Since its inception, the sugar sector has seen active participation of the government, both in terms of its share in capital required for setting up new mills and its guarantees in various stages of operations. The government also exerts control over the sector to ensure timely payment of Fair and Remunerative Price (FRP) to growers.
Since the last two seasons, the Centre has not only fixed the minimum selling price (MSP) of sugar but also fixed sugar sales quota for individual mills. This was to prevent glut in the domestic sugar industry, which otherwise would have led to a slide in the price at which mills sell sugar and a further financial crisis to them.
While the quota system has ensured sugar prices hover around Rs 3,100-3,150 per quintal, it has already resulted in a liquidity crunch for mills. Mills pointed out that they have not been able to cash in on the rising sugar prices and instead depend on banks to raise capitals to pay growers.
Pawar, however, said the industry should be ready to bear the effects of decontrol, especially when sugar prices come down.

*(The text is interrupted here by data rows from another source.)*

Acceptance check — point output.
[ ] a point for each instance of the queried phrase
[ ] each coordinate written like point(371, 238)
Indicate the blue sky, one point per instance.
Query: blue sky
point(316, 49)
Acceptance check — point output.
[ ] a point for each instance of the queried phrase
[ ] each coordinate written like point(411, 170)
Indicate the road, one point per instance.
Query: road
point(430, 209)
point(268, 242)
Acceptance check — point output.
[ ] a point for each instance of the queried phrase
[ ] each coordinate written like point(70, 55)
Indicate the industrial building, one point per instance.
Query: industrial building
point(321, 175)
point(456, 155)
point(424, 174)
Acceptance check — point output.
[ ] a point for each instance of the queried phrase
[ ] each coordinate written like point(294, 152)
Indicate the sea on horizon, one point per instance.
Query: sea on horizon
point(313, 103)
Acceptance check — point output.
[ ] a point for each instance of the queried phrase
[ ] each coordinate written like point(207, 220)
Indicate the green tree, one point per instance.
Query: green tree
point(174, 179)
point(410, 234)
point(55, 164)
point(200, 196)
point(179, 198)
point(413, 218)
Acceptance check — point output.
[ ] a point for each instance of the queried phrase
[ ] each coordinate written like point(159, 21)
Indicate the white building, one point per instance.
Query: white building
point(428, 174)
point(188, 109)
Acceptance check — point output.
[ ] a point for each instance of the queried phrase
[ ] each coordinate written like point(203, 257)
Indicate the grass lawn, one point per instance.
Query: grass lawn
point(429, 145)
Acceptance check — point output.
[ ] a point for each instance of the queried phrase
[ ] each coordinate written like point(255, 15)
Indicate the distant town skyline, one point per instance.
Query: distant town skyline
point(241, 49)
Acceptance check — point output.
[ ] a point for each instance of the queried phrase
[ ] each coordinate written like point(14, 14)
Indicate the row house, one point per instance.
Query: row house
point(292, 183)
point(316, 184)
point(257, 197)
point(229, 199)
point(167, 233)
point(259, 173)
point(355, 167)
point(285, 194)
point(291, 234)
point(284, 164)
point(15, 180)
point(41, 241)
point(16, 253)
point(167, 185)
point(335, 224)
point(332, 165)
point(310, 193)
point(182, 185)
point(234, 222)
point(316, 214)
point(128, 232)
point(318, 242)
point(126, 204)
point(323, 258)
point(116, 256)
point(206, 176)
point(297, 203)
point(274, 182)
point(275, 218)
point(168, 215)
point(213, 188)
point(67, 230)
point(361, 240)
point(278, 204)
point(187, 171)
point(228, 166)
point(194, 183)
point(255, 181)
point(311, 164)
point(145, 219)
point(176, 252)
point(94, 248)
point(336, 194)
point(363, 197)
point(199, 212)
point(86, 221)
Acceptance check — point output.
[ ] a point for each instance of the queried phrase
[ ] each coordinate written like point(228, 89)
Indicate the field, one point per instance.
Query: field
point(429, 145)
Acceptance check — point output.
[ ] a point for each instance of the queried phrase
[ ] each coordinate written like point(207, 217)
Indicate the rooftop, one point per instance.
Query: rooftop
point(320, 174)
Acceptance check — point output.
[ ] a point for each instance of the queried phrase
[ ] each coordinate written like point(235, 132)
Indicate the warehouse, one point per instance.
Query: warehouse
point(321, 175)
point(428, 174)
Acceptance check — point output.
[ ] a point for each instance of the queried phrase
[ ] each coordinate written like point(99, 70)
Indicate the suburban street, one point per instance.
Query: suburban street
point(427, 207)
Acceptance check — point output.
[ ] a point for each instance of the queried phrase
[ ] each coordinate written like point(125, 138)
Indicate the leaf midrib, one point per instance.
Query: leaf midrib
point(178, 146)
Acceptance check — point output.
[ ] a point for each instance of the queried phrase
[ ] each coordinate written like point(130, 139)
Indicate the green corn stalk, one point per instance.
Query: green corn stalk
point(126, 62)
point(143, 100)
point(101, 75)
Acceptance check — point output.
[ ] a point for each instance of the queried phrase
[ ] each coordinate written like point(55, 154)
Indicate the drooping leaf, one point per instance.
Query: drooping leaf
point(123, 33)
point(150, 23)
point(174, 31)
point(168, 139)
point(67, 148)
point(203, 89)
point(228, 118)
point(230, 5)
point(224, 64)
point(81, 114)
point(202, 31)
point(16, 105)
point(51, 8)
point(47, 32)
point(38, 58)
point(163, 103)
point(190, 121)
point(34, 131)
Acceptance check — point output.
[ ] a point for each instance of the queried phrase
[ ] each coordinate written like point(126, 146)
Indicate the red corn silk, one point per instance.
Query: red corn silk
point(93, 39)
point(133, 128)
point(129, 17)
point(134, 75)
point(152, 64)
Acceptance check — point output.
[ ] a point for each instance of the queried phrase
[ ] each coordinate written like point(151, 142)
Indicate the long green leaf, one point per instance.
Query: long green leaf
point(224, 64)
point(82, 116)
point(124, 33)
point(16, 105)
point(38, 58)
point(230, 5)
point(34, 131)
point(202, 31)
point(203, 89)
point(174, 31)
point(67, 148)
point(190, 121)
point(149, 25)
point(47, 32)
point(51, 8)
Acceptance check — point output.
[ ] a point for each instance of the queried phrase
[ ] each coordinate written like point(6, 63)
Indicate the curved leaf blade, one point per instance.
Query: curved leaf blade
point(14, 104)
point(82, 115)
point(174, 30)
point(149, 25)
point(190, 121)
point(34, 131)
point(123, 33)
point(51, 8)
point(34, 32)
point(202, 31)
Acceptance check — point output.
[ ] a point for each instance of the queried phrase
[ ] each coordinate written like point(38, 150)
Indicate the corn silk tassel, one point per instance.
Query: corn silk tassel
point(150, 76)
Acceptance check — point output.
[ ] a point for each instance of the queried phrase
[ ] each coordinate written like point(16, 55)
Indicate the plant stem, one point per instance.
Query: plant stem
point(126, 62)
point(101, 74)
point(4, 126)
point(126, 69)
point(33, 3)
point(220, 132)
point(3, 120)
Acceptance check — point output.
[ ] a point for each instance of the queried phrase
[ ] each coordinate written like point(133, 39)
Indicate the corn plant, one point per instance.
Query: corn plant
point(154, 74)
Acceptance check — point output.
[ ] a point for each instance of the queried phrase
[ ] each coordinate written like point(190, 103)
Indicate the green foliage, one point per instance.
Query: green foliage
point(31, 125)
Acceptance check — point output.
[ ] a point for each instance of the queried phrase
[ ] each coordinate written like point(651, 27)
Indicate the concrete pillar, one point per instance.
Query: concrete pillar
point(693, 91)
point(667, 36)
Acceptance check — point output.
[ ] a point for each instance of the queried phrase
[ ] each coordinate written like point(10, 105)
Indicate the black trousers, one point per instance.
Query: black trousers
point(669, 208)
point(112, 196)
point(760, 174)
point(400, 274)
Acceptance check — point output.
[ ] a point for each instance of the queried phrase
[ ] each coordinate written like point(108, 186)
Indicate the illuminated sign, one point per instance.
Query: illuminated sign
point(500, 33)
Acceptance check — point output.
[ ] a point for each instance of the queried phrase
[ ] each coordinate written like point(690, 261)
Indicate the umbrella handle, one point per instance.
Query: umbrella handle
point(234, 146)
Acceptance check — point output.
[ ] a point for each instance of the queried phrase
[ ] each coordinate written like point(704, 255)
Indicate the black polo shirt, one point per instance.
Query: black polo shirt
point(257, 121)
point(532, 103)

The conclave saw senior sugar millers from across the state, as well as sugar technologists, discuss various aspects of the industry. Jaiprakash Dandegaonkar, chairman of Maharashtra State Cooperative Sugar Factories Federation Limited, highlighted the contribution of the sector to the economy of the state. “The government investment and guarantees might not be more than Rs 1,000 crore, but the sector has given returns manifold times to the government,” he said.
Dandegoankar said in 2004, 2015-16 and 2018-19, sugar mills had to take loans to pay the basic FRP. “If an industry has to take loans to pay for the basic raw material, it is not a good sign,” he said.
State minister for labour and excise and president of the National Federation of Cooperative Sugar Mills Dilip Walse-Patil (NCP) said the time has come to think of a long-term policy for the sector.